Fasern aus Algen
Der Markt
Im Jahr 2010 wurden weltweit Naturfasern pflanzlichen und tierischen Ursprungs im Wert von 50 Milliarden US-Dollar hergestellt, entsprechend 35 Millionen Tonnen, von denen 23 Millionen für Textilien und Kleidung verwendet wurden. Die restlichen 12 Millionen Tonnen wurden in einer Reihe von Industrie- und Konsumgütern eingesetzt wie Verstärkungen für Thermoplastik-Platten in europäischen Autos, Verbundplatten mit Kokosfaser in der indischen Bauindustrie, die resistenter als Teakholz sind, Sisal für Dächer in Brasilien sowie Hanf, der 2008 zu den Olympischen Spielen in China dem Zement beigemischt wurde.
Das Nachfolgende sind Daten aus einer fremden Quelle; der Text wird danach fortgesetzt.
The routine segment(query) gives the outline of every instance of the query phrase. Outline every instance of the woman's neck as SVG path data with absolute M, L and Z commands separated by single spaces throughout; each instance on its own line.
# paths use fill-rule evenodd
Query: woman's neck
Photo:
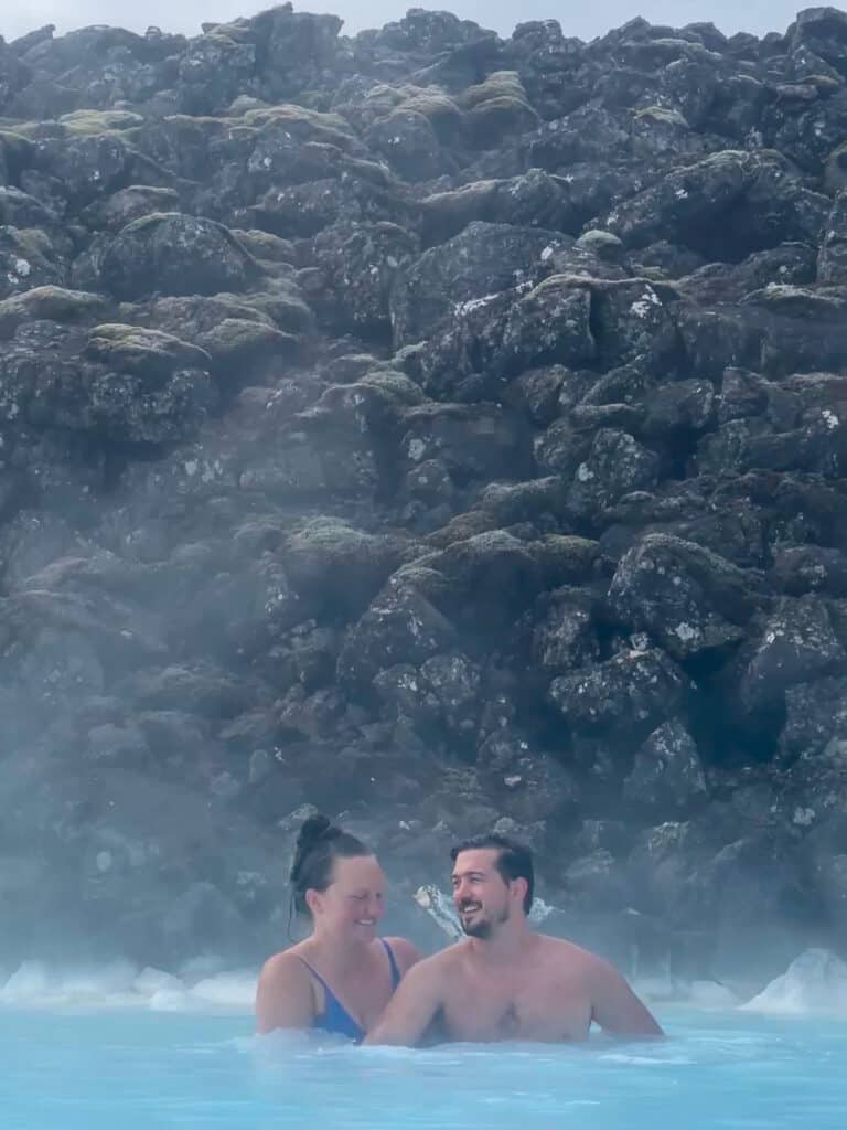
M 370 958 L 372 942 L 358 938 L 341 939 L 337 935 L 313 930 L 309 948 L 321 965 L 333 973 L 343 975 L 351 970 L 360 970 Z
Der Weltmarkt für Naturfasern Baustoffen der Automobil-, Bau-, Sport- und Freizeitindustrie wurde 2010 mit 2,1 Milliarden Dollar bewertet und es wird erwartet, dass dieser Wert sich bis 2015 verdoppelt. Fahrzeuge von BMW enthalten bis zu 24 Kilogramm Flachs und Sisal, die in Verbundmaterialien für Innenverkleidungen und Armaturenbrettern verarbeitet wurden. Die Mercedes Benz A-Klasse nutzt Naturmaterialien im Unterbau, nicht nur weil sie natürlich sind, sondern vielmehr aufgrund ihrer hohen Performance und Haltbarkeit im Verhältnis zum Gewicht.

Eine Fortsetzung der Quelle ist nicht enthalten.